Sub-Saharan Africa recorded a 20 percent improvement in people undergoing HIV and Aids treatment between 2009 and 2010, a new report from UNAIDS says.
UNAIDS, charged with the international campaign against HIV and Aids says that new infections were declining sharply as a result of a better anti-retroviral therapy coverage.
"The most dramatic increases in anti-retroviral therapy coverage have occurred in sub-Saharan Africa, with a 20 percent increase between 2009 and 2010 alone," reads the report.

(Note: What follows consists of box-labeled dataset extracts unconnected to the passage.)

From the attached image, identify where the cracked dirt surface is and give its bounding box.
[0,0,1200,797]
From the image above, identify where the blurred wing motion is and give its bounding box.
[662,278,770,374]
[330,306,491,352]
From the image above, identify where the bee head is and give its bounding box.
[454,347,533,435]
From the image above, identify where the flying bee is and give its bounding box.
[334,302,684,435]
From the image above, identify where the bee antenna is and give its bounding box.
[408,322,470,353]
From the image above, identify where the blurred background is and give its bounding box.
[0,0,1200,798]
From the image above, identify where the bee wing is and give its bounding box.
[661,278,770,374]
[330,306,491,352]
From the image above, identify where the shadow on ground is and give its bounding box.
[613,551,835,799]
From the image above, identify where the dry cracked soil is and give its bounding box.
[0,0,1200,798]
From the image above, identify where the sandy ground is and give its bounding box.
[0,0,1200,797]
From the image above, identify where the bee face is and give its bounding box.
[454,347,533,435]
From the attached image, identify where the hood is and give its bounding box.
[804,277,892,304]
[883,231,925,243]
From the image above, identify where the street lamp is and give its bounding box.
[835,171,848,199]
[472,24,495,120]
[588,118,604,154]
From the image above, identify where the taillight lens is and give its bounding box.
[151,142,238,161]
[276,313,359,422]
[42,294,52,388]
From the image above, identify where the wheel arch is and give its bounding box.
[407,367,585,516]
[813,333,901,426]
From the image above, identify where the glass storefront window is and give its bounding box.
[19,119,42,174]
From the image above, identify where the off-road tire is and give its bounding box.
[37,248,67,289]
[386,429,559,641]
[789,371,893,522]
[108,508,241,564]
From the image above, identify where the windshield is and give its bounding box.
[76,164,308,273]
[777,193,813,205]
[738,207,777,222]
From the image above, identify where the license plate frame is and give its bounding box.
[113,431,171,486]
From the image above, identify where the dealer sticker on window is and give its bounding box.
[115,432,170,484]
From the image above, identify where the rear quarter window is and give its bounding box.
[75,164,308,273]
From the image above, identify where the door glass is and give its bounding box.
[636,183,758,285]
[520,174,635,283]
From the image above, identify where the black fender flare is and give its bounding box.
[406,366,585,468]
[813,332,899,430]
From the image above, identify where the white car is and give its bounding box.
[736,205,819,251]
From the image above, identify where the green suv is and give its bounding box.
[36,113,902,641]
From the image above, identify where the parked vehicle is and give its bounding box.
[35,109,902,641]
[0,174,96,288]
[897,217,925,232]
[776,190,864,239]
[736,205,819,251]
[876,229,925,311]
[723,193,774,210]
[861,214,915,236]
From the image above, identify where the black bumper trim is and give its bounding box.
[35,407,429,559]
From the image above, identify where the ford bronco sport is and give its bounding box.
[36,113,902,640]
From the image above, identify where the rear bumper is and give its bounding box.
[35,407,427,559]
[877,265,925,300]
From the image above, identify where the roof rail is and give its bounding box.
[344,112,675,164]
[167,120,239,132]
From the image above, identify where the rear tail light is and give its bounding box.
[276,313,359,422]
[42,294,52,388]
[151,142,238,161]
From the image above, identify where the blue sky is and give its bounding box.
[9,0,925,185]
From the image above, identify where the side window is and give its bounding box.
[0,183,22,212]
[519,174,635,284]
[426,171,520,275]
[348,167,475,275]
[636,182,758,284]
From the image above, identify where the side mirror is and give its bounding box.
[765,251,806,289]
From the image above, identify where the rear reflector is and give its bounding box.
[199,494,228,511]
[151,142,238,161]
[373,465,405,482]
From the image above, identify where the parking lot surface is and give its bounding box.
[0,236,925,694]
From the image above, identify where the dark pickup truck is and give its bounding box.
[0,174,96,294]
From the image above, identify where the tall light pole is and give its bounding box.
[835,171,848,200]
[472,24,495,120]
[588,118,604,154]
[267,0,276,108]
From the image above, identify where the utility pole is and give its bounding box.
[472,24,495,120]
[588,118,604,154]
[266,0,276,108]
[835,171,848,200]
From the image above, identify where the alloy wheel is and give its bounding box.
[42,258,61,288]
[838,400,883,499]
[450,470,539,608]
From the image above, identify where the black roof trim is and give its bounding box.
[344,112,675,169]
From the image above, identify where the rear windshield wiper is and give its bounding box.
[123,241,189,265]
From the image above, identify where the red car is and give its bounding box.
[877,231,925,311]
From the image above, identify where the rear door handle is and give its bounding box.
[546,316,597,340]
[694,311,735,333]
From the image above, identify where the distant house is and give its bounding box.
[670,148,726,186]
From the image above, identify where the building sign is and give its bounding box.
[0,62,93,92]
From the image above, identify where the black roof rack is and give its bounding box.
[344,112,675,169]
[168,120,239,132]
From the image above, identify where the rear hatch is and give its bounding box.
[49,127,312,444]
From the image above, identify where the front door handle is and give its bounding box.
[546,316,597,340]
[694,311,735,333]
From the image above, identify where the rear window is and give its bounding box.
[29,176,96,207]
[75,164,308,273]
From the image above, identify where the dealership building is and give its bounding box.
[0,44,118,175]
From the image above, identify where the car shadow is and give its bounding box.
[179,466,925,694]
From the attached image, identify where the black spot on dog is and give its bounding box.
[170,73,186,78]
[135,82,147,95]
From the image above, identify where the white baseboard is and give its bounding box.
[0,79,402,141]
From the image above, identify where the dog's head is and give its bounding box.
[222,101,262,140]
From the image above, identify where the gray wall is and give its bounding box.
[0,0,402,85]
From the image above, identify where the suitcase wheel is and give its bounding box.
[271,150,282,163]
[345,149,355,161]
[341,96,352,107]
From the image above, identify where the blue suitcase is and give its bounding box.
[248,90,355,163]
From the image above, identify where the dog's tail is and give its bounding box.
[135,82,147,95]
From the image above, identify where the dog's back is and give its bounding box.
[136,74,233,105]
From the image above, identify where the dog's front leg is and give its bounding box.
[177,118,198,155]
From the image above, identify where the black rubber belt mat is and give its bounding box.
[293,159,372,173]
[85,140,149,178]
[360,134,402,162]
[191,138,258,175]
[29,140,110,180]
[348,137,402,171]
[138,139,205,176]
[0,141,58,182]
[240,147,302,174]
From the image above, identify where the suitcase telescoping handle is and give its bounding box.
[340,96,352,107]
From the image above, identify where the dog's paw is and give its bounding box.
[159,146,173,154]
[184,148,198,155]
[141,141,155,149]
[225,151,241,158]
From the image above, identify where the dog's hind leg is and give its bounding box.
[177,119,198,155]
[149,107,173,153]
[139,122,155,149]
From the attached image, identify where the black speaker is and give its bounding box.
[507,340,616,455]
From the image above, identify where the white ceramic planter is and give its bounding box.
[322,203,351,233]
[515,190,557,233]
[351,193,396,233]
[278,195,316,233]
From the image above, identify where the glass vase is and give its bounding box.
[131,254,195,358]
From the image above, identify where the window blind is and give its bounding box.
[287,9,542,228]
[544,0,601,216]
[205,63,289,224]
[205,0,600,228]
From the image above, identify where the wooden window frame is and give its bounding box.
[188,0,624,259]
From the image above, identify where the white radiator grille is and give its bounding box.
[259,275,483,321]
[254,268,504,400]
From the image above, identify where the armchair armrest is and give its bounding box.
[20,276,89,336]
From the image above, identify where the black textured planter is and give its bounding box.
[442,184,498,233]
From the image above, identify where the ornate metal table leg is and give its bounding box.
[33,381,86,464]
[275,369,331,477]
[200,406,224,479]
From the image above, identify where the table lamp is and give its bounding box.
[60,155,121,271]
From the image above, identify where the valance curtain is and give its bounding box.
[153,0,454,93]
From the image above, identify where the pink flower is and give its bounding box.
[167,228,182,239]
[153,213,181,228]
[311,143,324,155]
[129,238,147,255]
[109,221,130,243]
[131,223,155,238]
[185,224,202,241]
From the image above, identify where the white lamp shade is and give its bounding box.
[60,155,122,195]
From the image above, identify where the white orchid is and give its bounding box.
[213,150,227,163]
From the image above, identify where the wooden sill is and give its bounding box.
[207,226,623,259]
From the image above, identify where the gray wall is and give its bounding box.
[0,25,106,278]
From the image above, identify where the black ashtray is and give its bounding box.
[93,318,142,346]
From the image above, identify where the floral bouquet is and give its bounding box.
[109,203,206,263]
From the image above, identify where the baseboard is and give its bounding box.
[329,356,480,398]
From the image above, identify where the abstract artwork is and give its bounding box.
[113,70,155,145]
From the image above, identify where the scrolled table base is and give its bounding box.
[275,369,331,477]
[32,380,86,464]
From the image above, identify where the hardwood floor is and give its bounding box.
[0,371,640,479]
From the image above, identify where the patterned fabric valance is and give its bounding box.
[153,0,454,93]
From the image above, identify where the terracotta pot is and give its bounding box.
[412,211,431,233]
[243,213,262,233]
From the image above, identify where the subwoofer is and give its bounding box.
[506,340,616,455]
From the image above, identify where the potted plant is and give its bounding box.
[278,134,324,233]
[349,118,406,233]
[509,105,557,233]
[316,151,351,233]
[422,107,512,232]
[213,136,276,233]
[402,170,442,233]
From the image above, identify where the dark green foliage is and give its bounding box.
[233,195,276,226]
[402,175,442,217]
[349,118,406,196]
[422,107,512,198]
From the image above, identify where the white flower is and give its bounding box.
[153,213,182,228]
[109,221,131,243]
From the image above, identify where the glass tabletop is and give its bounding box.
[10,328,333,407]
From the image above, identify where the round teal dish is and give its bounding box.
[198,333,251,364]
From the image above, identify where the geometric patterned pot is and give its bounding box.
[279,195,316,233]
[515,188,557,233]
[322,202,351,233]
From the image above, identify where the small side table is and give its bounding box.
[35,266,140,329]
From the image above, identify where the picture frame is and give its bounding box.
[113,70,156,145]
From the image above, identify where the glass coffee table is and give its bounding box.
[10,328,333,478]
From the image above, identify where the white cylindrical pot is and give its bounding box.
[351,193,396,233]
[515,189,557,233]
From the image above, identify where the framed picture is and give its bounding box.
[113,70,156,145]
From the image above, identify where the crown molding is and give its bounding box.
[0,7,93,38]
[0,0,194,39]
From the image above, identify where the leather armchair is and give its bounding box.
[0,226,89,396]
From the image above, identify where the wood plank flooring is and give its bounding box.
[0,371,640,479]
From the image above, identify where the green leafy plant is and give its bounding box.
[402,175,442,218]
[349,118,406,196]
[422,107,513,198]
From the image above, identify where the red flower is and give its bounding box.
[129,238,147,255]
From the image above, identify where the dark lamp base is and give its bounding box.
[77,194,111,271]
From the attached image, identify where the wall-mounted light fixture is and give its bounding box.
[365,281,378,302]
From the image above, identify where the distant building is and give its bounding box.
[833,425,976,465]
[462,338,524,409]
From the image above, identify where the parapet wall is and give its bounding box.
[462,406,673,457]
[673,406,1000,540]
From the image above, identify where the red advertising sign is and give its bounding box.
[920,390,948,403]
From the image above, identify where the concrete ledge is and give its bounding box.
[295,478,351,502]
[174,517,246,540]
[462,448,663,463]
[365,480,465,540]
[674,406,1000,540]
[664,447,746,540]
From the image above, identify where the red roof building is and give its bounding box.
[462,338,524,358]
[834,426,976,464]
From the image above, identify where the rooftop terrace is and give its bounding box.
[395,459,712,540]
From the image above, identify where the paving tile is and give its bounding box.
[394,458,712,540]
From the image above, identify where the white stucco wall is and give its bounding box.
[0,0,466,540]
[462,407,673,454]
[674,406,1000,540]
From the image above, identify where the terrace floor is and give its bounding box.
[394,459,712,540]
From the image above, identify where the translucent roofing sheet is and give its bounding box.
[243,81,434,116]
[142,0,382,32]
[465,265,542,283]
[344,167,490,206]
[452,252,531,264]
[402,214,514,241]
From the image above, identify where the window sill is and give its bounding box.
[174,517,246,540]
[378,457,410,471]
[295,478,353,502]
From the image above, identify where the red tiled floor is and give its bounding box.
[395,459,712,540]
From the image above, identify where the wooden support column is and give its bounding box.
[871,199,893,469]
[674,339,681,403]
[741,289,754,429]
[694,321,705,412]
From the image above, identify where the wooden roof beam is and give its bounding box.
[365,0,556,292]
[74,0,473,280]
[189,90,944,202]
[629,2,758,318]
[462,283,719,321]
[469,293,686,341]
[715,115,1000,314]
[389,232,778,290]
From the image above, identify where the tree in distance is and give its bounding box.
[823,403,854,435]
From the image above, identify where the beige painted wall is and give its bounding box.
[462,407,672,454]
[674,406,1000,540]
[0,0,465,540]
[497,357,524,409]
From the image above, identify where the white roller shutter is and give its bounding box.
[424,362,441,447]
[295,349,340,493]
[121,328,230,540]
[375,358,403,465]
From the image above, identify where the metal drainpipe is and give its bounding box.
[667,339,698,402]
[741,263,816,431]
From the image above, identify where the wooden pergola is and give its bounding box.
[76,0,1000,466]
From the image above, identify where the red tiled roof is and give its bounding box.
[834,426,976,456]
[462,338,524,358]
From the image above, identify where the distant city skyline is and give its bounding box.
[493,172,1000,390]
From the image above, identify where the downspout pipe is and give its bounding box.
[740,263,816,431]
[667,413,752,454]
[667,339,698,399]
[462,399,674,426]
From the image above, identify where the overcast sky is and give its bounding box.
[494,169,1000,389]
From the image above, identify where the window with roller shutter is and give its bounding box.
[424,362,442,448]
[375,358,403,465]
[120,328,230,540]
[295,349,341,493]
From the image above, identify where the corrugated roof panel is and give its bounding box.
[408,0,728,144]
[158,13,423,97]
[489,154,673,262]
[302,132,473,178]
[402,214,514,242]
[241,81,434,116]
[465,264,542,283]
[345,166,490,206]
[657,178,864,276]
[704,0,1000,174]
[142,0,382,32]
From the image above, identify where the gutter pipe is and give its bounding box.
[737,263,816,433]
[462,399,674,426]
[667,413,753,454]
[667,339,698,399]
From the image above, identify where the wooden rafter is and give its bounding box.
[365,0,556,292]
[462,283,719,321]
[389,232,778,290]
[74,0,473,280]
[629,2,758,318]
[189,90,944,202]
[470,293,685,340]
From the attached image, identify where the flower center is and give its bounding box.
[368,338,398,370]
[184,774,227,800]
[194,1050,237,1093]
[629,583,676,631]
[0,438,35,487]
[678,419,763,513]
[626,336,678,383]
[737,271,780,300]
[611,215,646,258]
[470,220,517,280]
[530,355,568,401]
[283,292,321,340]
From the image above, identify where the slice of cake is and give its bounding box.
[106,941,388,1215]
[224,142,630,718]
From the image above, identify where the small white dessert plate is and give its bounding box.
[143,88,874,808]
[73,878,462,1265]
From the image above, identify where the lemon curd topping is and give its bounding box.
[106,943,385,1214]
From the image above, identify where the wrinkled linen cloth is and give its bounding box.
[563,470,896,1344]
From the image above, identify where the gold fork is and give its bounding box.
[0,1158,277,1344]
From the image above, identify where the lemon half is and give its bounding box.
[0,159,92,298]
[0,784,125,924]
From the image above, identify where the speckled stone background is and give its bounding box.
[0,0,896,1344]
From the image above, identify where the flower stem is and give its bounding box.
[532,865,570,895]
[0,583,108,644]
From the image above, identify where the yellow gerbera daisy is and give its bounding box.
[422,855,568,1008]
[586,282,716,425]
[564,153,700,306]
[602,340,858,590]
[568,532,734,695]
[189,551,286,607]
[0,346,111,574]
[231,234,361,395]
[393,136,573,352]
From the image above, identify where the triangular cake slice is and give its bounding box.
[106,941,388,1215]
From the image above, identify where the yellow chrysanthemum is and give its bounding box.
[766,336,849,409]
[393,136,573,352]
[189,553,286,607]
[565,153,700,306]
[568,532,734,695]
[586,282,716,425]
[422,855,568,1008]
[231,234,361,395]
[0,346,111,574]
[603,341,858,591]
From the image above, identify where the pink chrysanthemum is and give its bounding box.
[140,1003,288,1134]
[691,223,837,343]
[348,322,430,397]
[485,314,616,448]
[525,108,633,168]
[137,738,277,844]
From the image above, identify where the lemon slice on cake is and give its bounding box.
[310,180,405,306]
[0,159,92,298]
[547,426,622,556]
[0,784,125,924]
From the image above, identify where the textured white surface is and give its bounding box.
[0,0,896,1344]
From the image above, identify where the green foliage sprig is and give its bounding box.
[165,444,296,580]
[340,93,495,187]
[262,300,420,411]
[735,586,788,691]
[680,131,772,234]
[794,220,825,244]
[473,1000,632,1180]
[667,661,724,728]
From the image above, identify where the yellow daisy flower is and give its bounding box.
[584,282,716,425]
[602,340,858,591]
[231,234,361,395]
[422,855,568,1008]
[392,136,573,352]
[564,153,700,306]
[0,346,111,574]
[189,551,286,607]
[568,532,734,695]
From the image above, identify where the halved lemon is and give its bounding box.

UNAIDS said universal access to treatment, which translates into coverage of more than 80 percent, has been achieved in Botswana, Namibia and Rwanda, among others. Swaziland and Zambia have reported coverage levels of between 70 and 80 percent.
Around 6.6 million people, or 47 percent, are now receiving treatment out of 14.2 million eligible people in low and middle income countries.
"Across cities and villages in sub-Saharan Africa, from Harare to Addis Ababa to rural Malawi and South Africa's Kwazulu Natal province, introducing HIV treatment has dramatically reduced Aids-related mortality," the report continued.
The report, released on Monday, credits the decline in new HIV infections to changes in sexual behaviour, increased condom use and people waiting longer before becoming sexually active.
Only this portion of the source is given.